Sprachlos verließ Vivi das Café. Die ganze Situation hatte etwas Tragikomisches. Es schien einfach nicht möglich, Esther ihre Kette zurückzugeben.

Zeke folgte ihr. „Wir sollten uns einen Plan zurechtlegen“, sagte er, als sie den Gehweg erreicht hatten. „Außerdem könnte ich jetzt gut einen Drink gebrauchen.“

Vivi wusste, dass sie sowieso nicht würde einschlafen können. Zudem hatte Zeke recht – sie hatten einiges zu besprechen, bevor sie nach Niagara Falls flogen. „Ich kenne den richtigen Ort dafür. Kommen Sie mit“, sagte sie.

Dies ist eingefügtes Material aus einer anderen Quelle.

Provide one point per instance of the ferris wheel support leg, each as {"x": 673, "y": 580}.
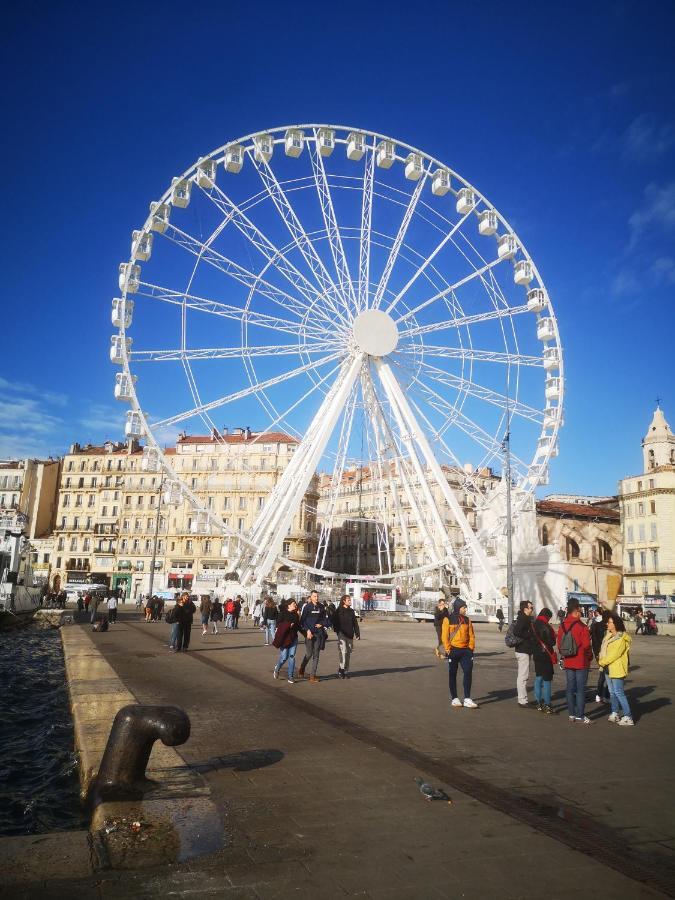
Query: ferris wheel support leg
{"x": 293, "y": 484}
{"x": 394, "y": 391}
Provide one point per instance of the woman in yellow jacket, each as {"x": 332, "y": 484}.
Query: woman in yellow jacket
{"x": 614, "y": 659}
{"x": 459, "y": 642}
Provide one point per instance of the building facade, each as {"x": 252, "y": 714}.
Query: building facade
{"x": 116, "y": 526}
{"x": 647, "y": 503}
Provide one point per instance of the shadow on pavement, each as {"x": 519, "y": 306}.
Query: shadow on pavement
{"x": 245, "y": 761}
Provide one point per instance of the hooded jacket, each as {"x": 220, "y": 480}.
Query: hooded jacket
{"x": 614, "y": 654}
{"x": 457, "y": 633}
{"x": 582, "y": 636}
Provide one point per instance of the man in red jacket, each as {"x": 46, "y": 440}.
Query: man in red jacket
{"x": 577, "y": 666}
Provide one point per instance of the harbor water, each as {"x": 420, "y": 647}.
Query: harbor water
{"x": 39, "y": 785}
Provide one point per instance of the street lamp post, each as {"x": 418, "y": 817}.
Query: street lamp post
{"x": 154, "y": 543}
{"x": 506, "y": 446}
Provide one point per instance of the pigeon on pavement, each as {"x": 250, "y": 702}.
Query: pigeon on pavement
{"x": 431, "y": 793}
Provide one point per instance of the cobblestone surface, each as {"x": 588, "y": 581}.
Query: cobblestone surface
{"x": 315, "y": 782}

Auf den Straßen war immer noch sehr viel los. Sie kamen an einem Saxofonspieler vorbei, der ein gefühlvolles Stück spielte, und Zeke legte ein paar Dollar in den geöffneten Instrumentenkoffer vor dem Musiker. Etwas weiter die Straße hinauf zeigten ein paar Jugendliche auf einem Grasstreifen akrobatische Kunststücke, und die Zuschauer applaudierten begeistert.

Vivi führte ihn durch einen Park bis zur Canal Street. Dann bogen sie in die Bourbon Street ein, wo der Lärmpegel um einiges höher war. Für einen gewöhnlichen Wochentag war wirklich viel los.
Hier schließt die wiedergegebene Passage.